Le moment premier de toute organisation est nécessairement une forme de rendez-vous. Ce moment au-delà de la rencontre brute où l’on ne prend pas vraiment le contrôle. On choisit plutôt les directions de ses abandons. En donnant rendez-vous, on donne d’abord un sens à l’abandon. Comme dans tout couple (le lieu premier de l’organisationalité), le moment vient ensuite où l’on ne se donne plus rendez-vous. On « se retrouve » « chez » ou « à ».

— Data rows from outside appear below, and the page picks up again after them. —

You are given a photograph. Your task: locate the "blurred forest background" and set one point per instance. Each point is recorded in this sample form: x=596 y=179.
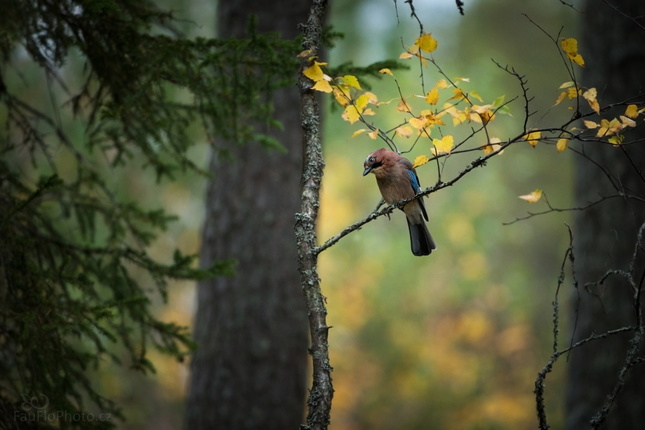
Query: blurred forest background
x=455 y=339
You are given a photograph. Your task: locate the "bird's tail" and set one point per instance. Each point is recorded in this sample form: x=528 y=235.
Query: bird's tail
x=420 y=239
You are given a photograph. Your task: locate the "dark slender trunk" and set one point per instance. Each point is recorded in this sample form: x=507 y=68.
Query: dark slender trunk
x=606 y=235
x=249 y=371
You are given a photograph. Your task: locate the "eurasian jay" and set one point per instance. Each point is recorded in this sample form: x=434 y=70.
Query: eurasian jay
x=397 y=180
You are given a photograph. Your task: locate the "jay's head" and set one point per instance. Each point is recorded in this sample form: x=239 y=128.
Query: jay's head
x=375 y=161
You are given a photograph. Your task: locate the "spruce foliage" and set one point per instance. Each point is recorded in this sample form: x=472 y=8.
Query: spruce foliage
x=72 y=249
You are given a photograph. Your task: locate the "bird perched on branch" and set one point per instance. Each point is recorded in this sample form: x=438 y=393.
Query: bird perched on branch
x=397 y=180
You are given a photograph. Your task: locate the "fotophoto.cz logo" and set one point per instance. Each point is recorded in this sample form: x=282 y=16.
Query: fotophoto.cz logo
x=34 y=408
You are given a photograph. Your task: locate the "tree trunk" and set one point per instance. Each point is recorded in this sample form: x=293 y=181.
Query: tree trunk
x=249 y=369
x=606 y=235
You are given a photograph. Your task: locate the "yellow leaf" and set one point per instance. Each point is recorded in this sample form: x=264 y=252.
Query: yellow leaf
x=420 y=161
x=492 y=146
x=631 y=111
x=322 y=86
x=433 y=96
x=561 y=145
x=532 y=197
x=476 y=95
x=403 y=106
x=351 y=114
x=578 y=60
x=533 y=138
x=342 y=96
x=371 y=97
x=352 y=81
x=444 y=144
x=426 y=42
x=314 y=72
x=590 y=95
x=362 y=101
x=563 y=95
x=627 y=122
x=570 y=47
x=594 y=105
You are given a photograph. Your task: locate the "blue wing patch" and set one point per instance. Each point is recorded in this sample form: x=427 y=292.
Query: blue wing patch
x=414 y=181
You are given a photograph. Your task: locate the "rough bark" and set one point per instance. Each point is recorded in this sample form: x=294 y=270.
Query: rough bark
x=322 y=391
x=606 y=235
x=249 y=371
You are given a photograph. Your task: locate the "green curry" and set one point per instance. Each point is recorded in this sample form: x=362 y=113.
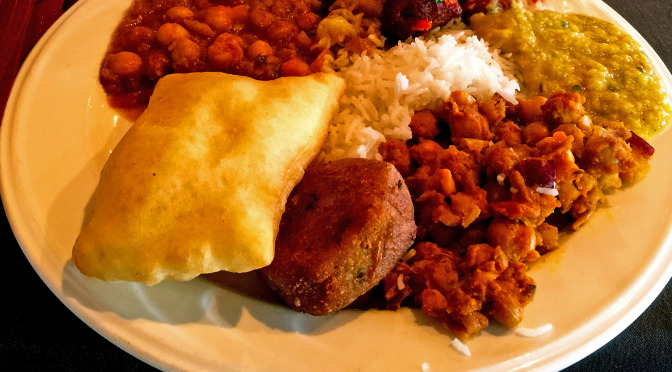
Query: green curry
x=582 y=54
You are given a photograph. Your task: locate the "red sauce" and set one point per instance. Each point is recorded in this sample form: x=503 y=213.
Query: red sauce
x=263 y=39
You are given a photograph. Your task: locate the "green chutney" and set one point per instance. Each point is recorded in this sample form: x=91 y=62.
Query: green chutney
x=582 y=54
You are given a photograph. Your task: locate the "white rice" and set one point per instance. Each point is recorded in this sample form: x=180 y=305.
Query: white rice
x=385 y=89
x=461 y=347
x=534 y=332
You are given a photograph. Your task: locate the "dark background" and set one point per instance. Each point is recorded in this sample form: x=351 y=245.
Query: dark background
x=37 y=332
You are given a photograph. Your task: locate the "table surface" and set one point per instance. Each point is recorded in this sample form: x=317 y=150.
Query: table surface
x=37 y=332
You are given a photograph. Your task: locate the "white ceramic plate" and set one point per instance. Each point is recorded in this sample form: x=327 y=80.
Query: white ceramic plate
x=58 y=131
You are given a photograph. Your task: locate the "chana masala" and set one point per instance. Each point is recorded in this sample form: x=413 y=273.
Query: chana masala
x=259 y=39
x=492 y=184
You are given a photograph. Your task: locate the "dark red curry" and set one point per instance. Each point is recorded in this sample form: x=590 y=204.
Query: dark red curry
x=263 y=39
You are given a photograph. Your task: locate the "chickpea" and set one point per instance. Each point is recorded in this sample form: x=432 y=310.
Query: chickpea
x=157 y=64
x=226 y=51
x=125 y=64
x=294 y=67
x=261 y=19
x=169 y=32
x=178 y=14
x=307 y=21
x=219 y=18
x=281 y=30
x=202 y=4
x=199 y=28
x=240 y=12
x=184 y=53
x=258 y=50
x=302 y=40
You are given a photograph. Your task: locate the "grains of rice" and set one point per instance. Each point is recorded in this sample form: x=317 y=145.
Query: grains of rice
x=385 y=89
x=534 y=332
x=461 y=347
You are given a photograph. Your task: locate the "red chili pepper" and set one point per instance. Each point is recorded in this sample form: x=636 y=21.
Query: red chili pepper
x=422 y=25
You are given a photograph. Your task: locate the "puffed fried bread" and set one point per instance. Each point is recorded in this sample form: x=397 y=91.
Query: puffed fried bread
x=199 y=182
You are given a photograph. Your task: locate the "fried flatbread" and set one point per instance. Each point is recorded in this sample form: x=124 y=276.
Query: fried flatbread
x=199 y=182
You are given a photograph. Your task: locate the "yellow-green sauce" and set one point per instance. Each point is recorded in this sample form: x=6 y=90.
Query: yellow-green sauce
x=582 y=54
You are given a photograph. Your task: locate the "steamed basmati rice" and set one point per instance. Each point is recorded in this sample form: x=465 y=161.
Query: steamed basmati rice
x=385 y=89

Les organisations d’aujourd’hui devraient toutes inciter à la flânerie, à la rencontre, à une forme d’abandon. A défaut, chacun devrait prendre l’initiative et cultiver cette sensation dans son mode de vie. A cette seule condition, chaque être pourra enfin se donner rendez-vous avec lui-même. Dans ce monde post-moderne où l’on ne s’annonce plus, c’est peut-être même une forme d’auto-défense.
* Il s’agissait alors d’expérimenter une pratique de flânerie débutant toujours par une séquence programmée, avant si possible un moment plus improvisé avec les participants locaux à la marche. Réalisée entre 2016 et 2019, ces formes d’ethnographies marchées portées par le réseau RGCS étaient elles-mêmes décidées en fonction des opportunités de déplacements liés à des colloques, d’invitations à des séminaires, de soldes de contrats de recherche. Le thème général portait toujours sur les nouvelles formes d’organisation du travail et les nouveaux modes de vie. La pandémie a interrompu ces aventures urbaines. Deux retours à New York en 2022 et 2024 ont été l’occasion d’une brève reprise.